Too Late To Die Young / Kadıköy Sineması 21.30
Yönetmen: Dominga Sotomayor
Tür: Dram
Süre: 110 Dakika
Fil’m Hafızası Puanı: 6.5/10
Too Late To Die Young, 1990 yılında Pinochet diktatörlüğünün yıkılmasından sonraki demokrasiye geçiş sürecinde, şehirden uzak dağlık bir bölgede bohem ve komün bir yaşamı benimsemiş olan ailelerdeki üç genç karakterin hikayesine odaklanıyor: Babasının seçtiği taşra yaşantısının boğucu ataletinde kendi yolunu arayan ve yetişkinlerin kasıtlı olarak geride bıraktığı şehir yaşantısına dönmeye hevesli 16 yaşındaki Sofía, Sofía ile arkadaşlıktan fazlasının hayalini kuran yaşıtı Lucas ve köpeği Frida’ya obsesyon derecesinde bağlı Clara. Detaylarında yatan ince işçilikle ve kusursuz oyuncu kadrosuyla Too Late to Die Young, bir anı filminden çok daha fazlası olmasının yanı sıra Sotomayor’un günümüz dünya sinemasının en heyecan verici seslerinden biri olduğunun da ispatı niteliğinde.

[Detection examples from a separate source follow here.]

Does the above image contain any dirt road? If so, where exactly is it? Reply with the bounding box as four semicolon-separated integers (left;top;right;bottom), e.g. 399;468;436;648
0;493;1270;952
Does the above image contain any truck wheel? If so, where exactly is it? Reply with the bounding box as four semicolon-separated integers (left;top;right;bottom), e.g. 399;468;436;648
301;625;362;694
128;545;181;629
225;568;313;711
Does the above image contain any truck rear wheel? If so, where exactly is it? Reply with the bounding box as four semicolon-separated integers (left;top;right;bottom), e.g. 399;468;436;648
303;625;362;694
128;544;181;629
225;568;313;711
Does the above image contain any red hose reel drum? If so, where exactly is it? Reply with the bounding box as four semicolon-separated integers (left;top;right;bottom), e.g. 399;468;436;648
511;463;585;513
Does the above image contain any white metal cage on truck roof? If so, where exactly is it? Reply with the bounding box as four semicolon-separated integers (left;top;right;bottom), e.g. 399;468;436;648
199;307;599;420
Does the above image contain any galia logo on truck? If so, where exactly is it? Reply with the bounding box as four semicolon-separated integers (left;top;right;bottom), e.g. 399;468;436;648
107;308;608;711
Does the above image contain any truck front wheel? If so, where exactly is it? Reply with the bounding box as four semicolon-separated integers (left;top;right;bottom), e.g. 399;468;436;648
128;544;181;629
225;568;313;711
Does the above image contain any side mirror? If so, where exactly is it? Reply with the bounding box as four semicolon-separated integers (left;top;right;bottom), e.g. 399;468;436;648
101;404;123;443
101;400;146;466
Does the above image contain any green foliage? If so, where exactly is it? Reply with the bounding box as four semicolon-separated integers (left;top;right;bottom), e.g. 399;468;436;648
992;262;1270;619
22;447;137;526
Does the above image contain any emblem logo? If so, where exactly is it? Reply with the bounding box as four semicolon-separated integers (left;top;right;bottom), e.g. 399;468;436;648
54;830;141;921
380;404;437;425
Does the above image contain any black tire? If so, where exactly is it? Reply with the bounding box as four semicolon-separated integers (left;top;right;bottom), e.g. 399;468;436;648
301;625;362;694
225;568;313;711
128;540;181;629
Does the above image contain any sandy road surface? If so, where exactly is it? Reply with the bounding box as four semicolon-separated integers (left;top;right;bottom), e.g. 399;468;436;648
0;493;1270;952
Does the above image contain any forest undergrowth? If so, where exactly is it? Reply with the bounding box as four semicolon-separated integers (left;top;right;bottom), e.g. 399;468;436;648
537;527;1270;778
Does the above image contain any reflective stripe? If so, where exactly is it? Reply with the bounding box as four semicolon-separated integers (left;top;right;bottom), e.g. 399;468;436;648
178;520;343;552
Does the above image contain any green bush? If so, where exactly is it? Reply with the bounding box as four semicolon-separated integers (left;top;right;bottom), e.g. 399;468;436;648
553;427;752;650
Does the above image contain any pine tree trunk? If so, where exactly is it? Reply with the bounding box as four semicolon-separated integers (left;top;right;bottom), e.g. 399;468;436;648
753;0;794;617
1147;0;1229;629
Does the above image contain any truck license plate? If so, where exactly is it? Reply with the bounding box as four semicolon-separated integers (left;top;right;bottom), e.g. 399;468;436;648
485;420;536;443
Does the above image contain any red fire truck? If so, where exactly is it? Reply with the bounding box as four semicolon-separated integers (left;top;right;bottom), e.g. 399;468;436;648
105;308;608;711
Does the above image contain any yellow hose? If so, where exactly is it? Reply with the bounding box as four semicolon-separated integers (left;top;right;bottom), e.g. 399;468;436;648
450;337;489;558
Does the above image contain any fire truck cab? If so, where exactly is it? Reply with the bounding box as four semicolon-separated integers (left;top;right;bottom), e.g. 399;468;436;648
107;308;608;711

The Night Shifter / Kanyon 6 – 22.00
Yönetmen: Morto Nao Fala
Tür: Gizem
Süre: 110 Dakika
Dennison Ramalho ve Claudia Jouvin’in senaryosunu Marco de Castro’nun, “Ölüler Konuşmuyor” anlamına gelen (aynı zamanda filmin orijinal adı olan) “Morto Não Fala” isimli kısa bir öyküye dayanarak yazdığı The Nightshifter, duygusal yıkım ve fiziksel şiddet arasında mekik dokuyan dinamik yapısıyla oldukça dikkat çekici bir film. Büyük ve vahşiyane bir şehrin morgunda, gece vardiyasında çalışan Stênio’nun çalışma arkadaşları yalnızca canlı insanlardan ibaret değildir. Paranormal yetileri sayesinde ölülerle ettiği tehlikeli muhabbetlerin konusu Stênio’nun kişisel yaşamı ve ailesi özelinde şekillenmeye başladığında açığa çıkan tek şey sırlar olmayacak. Ölü bedenlerin kokusunu git gide daha yakından almaya başlayacağınız bir lanetin peşinden gitmeye hazır mısınız?